William Allen has continued studying monoamine oxidase B (an enzyme that has been implicated in Parkinson’s disease) using molecular modeling techniques to identify and characterize the specific interactions that lead to inhibitor recognition, binding, and affinity. In addition, William Allen and Prof. David Bevan have discovered several important interactions between the tumor suppressor protein p53 and several regulatory proteins.

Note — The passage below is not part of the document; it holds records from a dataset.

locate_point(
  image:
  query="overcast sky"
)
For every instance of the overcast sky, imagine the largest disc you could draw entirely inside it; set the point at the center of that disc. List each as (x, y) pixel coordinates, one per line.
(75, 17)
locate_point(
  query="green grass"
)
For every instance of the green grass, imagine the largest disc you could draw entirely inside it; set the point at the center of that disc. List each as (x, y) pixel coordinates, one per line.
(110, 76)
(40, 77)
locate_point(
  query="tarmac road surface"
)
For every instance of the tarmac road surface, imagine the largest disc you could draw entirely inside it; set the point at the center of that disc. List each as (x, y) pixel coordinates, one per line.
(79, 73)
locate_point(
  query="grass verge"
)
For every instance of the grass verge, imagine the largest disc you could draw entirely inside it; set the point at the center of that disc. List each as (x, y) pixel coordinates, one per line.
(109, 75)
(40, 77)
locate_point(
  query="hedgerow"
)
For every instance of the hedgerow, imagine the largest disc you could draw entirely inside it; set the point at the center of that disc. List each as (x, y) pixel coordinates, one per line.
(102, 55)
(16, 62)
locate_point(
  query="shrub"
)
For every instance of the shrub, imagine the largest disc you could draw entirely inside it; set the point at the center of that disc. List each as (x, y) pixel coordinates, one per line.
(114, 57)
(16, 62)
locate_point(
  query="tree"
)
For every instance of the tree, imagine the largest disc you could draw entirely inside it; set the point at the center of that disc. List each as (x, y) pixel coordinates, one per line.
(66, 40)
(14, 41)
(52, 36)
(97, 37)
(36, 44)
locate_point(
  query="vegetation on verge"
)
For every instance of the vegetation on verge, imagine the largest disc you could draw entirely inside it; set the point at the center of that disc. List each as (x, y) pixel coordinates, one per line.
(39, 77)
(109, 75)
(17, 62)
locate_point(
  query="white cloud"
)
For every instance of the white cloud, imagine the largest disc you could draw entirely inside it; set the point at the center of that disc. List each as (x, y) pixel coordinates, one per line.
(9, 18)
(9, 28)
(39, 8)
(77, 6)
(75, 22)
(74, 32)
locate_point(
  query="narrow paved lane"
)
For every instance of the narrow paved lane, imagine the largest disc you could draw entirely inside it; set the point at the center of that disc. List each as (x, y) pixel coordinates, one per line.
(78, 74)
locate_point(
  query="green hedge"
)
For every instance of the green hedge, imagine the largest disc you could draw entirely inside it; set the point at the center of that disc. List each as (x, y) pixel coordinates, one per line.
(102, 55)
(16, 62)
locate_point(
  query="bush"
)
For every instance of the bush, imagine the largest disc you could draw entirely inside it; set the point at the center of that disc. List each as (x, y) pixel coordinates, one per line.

These fundamental interactions are important because their disruption by means of short peptide or small molecule therapeutics could potentially restore p53 function in damaged cells, a function that is necessary in cancer prevention. The specific interactions include a pattern of hydrogen-bonding behavior between the p53 C-terminal domain and a hydrophobic patch on each receptor protein. With the information gathered in this study, the next logical step is to design and test therapeutics that target the same hydrophobic patch, behaving and binding similarly to the p53 C-terminal domain when it binds. The successful design of such therapeutics would result in free p53 in the cell, allowing it to resume its normal role as a tumor suppressor protein.

Address Goals

These investigations are important because the mechanisms for these neurological degenerative diseases are unknown, and the molecular simulations provide atomic-level detail that is impossible to achieve with current experimental methods. The contributions of this work extend primarily to the pharmaceutical industry, but also to the fundamental understanding of the progressive events of Alzheimer’s and Parkinson’s diseases. P53 is a tumor suppressor protein. In 50% of cancer cases, p53 is not working correctly in the cell. The general consensus is that restoration of p53 function in aberrantly growing cells is of enormous therapeutic benefit. Better understanding of these interactions can lead to designing competitive inhibitors for the p53 binding sites, identifying novel receptor proteins, or identifying the p53 binding site on previously defined receptor proteins.